-
6 mars 2010
Le printemps est en retard. Tant pis, * n'a pas les moyens de rester au chaud : une mission l'attend - et qui sait s'il en reviendra vivant.
-
7 mars 2010
Dehors, la bise hurle. « On dirait qu'elle me dénonce ». Un volet bat, stupide. * escalade les ruelles au pavé gibbeux. La nuit vient enfin.
-
7 mars 2010
Des pas tout près derrière, * en est sûr. Trop rapides pour être amicaux. Disparaître. Sur la colline, voici le vieux cimetière du village.
-
8 mars 2010
Glisser entre les tombes. Mimer un gisant, une statue. Ombre parmi des ombres. Pourtant l'autre ombre-celle qui bouge-approche avec méthode.
-
9 mars 2010
Mais des clameurs confuses au loin : une foule vient du village. Flambeaux, psalmodies, tintements.

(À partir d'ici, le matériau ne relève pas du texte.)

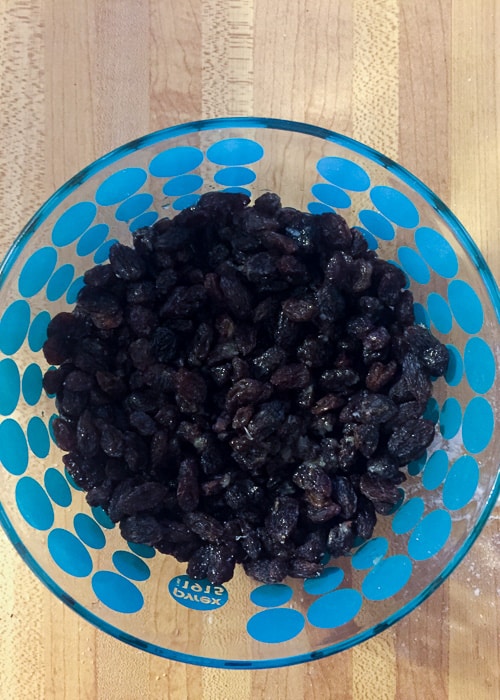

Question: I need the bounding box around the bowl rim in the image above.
[0,117,500,669]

Le poursuivant de * s'embusque aussi.
-
10 mars 2010
Même si * parle peu la langue du pays, il comprend en gros ces prières : l'ouragan va frapper, Seigneur sauvez notre village et les bateaux.
-
10 mars 2010
Les rafales ont forci. Cri strident d'un coq qu'un homme égorge, tourné vers la mer qui affronte la falaise. Et voilà la pluie. Quel métier.
-
10 mars 2010
La cataracte a éteint les flambeaux et trempé le héros. Les villageois sont repartis. La terre creuse un linceul de limon,* veut se relever.
-
11 mars 2010
« Quelle boue, j'ai l'impression qu'on vient de me sculpter ». Soudain contact dur entre ses omoplates : Adam n'a plus qu'à lever les mains.
-
11 mars 2010
Mais l'ouragan éclate. La statue séculaire qui, bras ouverts, conjurait l'océan, s'envole et joue au bowling de par les croix du cimetière.
-
12 mars 2010
La tête se détache et fonce droit vers *, qui plonge dans la boue ; son agresseur en bon professionnel tire sur l'objet puis s'abat assommé.
-
12 mars 2010
* se rue dans la nuit. Soudain devant lui, du rien : le ras de la falaise. Au bas, l'océan rugit, invisible. Une terrible rafale : * tombe !
-
14 mars 2010
Tout est cri en lui et autour. Il tombe, il va mourir. Vent trop violent, souffle coupé. Flashs de souvenirs. Secousse soudaine, puis arrêt.
-
15 mars 2010
La mort ? En ce cas, il y fait le même temps que sur Terre. Ca bouge, aussi. Ca a des branches. * a dû toucher le seul arbre de la falaise.
-
15 mars 2010
Etre “héros” ca aide. Toujours pluie, nuit, vent. * se sent balloté et aussi bizarrement ligoté. Des lianes ? Il tâte : des choses gluantes.
-
16 mars 2010
* retire sa main et resserre ses prises autour de la branche miraculeuse. L'engourdissement du froid le gagne. Il perd conscience du temps.
-
17 mars 2010
Soudain, le soleil sort sans ménagement. L'oeil hagard, * considère sa situation. Il sursaute : il est saucissonné dans un filet de pêcheur.
-
17 mars 2010
Frères de captivité : des amas de poissons visqueux. Mais s'élève un froissement sonore ; un vol noir annule le matin - des Kreks géants !
-
18 mars 2010
On sait comme ces oiseaux carnassiers sont voraces. Innombrable nuée ils cernent le filet. De leurs redoutables becs effilés, ils attaquent.
-
18 mars 2010
*se sent l'âme du Gnou quand le Lion va dîner. Razzia sur les poissons, les Kreks se les arrachent. Parfois des becs frôlent *. Estafilades.